Use .auto_alpha() for the built-in alpha estimate:

let shape = IsoHull::from_xy(points)
    .auto_alpha()
    .all_area()
    .build()?;
# Ok::<(), isohull::IsoHullError>(())

Use .alpha(radius) when you want to provide the alpha radius yourself:

let shape = IsoHull::from_xy(points)
    .alpha(250.0)
    .all_area()
    .build()?;
# Ok::<(), isohull::IsoHullError>(())

For from_xy, the radius is in your input coordinate units. For from_lat_lon, the radius is in projected meters.

Area Filtering

Use .all_area() to keep every returned polygon.

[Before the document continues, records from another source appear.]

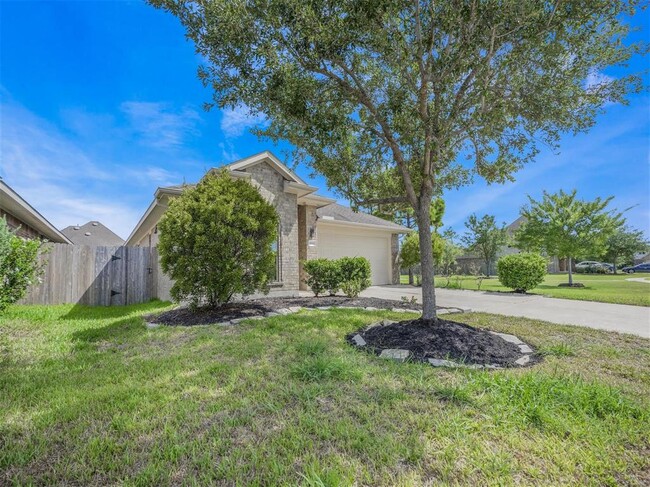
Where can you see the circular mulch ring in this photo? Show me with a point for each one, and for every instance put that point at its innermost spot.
(446, 343)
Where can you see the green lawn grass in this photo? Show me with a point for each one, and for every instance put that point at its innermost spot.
(90, 396)
(603, 288)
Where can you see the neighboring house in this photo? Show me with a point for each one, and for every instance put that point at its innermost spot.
(311, 226)
(22, 216)
(94, 234)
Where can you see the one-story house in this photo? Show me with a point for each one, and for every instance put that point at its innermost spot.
(93, 234)
(311, 226)
(24, 219)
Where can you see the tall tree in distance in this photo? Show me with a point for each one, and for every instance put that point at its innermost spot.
(485, 238)
(562, 225)
(430, 93)
(623, 244)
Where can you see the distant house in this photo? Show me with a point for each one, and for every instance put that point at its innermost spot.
(24, 218)
(94, 234)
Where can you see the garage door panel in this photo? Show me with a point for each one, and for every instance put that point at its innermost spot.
(375, 248)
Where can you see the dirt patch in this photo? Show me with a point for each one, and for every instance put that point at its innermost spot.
(259, 307)
(443, 340)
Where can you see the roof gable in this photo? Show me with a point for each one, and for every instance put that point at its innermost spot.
(344, 214)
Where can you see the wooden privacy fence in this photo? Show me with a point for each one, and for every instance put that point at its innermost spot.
(100, 276)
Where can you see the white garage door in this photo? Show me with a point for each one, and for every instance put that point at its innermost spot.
(334, 243)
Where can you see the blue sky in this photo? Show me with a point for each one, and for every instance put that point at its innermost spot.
(100, 104)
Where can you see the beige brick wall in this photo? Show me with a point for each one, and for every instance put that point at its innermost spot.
(394, 248)
(271, 186)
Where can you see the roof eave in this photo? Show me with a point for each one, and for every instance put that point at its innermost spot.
(384, 228)
(37, 221)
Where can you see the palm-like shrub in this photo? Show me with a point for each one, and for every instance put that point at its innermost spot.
(19, 265)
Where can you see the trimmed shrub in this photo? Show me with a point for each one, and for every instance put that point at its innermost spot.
(19, 266)
(323, 275)
(521, 272)
(216, 241)
(355, 275)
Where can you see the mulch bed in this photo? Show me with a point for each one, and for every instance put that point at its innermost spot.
(443, 340)
(258, 307)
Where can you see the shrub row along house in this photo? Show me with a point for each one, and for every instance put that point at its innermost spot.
(311, 226)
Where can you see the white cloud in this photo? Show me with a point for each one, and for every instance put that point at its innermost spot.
(158, 126)
(234, 122)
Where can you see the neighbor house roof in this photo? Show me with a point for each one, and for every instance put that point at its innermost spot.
(345, 214)
(12, 203)
(514, 226)
(93, 233)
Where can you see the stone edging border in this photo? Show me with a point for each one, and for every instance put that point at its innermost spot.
(401, 355)
(295, 309)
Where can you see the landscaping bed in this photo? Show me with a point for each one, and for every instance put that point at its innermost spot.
(252, 308)
(446, 340)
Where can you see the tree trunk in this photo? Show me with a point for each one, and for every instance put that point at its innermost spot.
(426, 261)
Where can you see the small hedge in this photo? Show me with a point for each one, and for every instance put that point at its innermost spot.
(349, 274)
(521, 272)
(355, 275)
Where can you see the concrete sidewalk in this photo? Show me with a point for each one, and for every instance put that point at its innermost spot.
(604, 316)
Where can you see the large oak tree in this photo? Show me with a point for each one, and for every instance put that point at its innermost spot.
(428, 93)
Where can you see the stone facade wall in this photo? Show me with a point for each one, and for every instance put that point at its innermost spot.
(270, 184)
(306, 222)
(394, 250)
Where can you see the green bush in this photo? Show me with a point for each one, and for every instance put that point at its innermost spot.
(216, 241)
(19, 267)
(521, 272)
(354, 274)
(323, 275)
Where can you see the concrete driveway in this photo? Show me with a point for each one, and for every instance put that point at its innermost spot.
(604, 316)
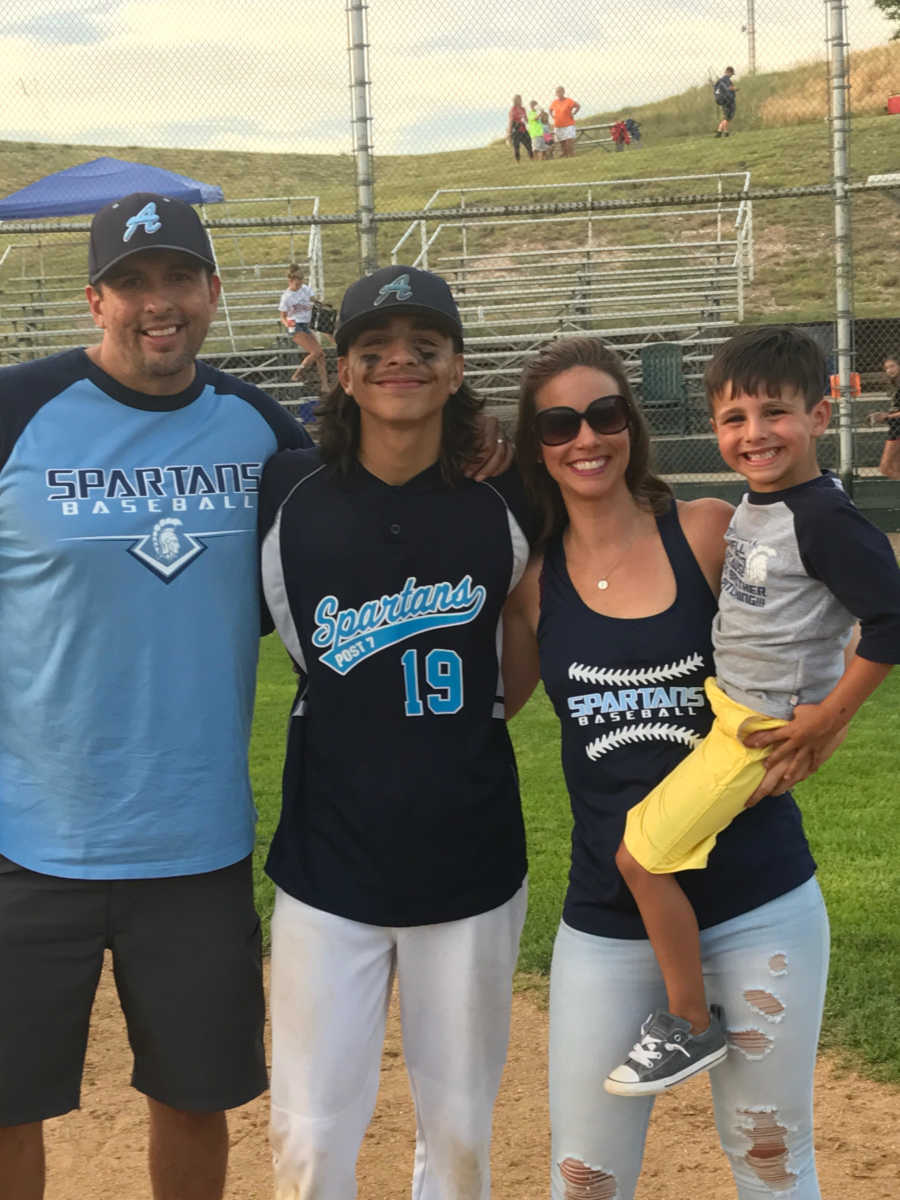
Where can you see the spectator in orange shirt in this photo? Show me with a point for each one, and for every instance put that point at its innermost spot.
(563, 111)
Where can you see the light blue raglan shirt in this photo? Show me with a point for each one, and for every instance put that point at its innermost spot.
(129, 618)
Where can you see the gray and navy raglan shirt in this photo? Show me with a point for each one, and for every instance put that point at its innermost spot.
(802, 567)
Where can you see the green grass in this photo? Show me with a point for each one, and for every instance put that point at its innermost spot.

Use .min_area_ratio(ratio) to remove tiny disconnected regions. It keeps polygons whose area is at least:

ratio * largest_polygon_area

For example:

let shape = IsoHull::from_xy(points)
    .auto_alpha()
    .min_area_ratio(0.005)
    .build()?;
# Ok::<(), isohull::IsoHullError>(())

GeoJSON

GeoJSON export is available only for latitude/longitude output and only when the geojson feature is enabled.

[dependencies]
isohull = { version = "0.1", features = ["geojson"] }
use isohull::{HullMode, IsoHull, LatLon};

let geojson = IsoHull::from_lat_lon(vec![
    LatLon::new(50.0, 3.0),
    LatLon::new(50.0, 3.01),
    LatLon::new(50.01, 3.01),
    LatLon::new(50.01, 3.0),
])
.mode(HullMode::Low)
.auto_alpha()
.all_area()
.build()?
.to_geojson()
.to_string();

# Ok::<(), isohull::IsoHullError>(())

Without the geojson feature, to_geojson() is not compiled and cannot be called.

Lower-Level Helpers

The lower-level projected XY helpers remain available:

  • alpha_shape(points, alpha_radius)
  • alpha_shape_auto(points)
  • estimate_alpha_radius(points)

These operate on Point2 and return projected MultiPolygon values.

Tracing

IsoHull uses the log crate. To inspect timing for every build step, run:

RUST_LOG=isohull=trace cargo run --release --example trace_examples

The trace example defaults to RUST_LOG=isohull=trace when RUST_LOG is unset.

To trace a specific hull mode:

ISOHULL_MODE=low RUST_LOG=isohull=trace cargo run --release --example trace_examples

Supported ISOHULL_MODE values are low, medium, high, ultra, and exact.

You can also trace a specific target:

RUST_LOG=isohull::triangulation=trace cargo run --release --example trace_examples

Benchmarks

Benchmark every example dataset against every hull mode with:

cargo bench --bench examples

Release

Publishing is automated through GitHub Actions.

One repository secret is required:

CARGO_API_KEY

It must contain a crates.io API token allowed to publish isohull.

To cut a release from a clean working tree:

./release.sh 0.1.1

The script runs formatting, clippy, tests, benchmark build checks, updates Cargo.toml, commits Release v0.1.1, creates the v0.1.1 tag, and pushes both the branch and tag.

Pushing a v*.*.* tag triggers .github/workflows/publish-crate.yml, which verifies the crate with cargo publish --dry-run, publishes to crates.io, then creates or updates the matching GitHub release.

The workflow can also be started manually from GitHub Actions. Manual runs always perform the checks and dry-run; set the publish input to true only when you intentionally want to publish from that run.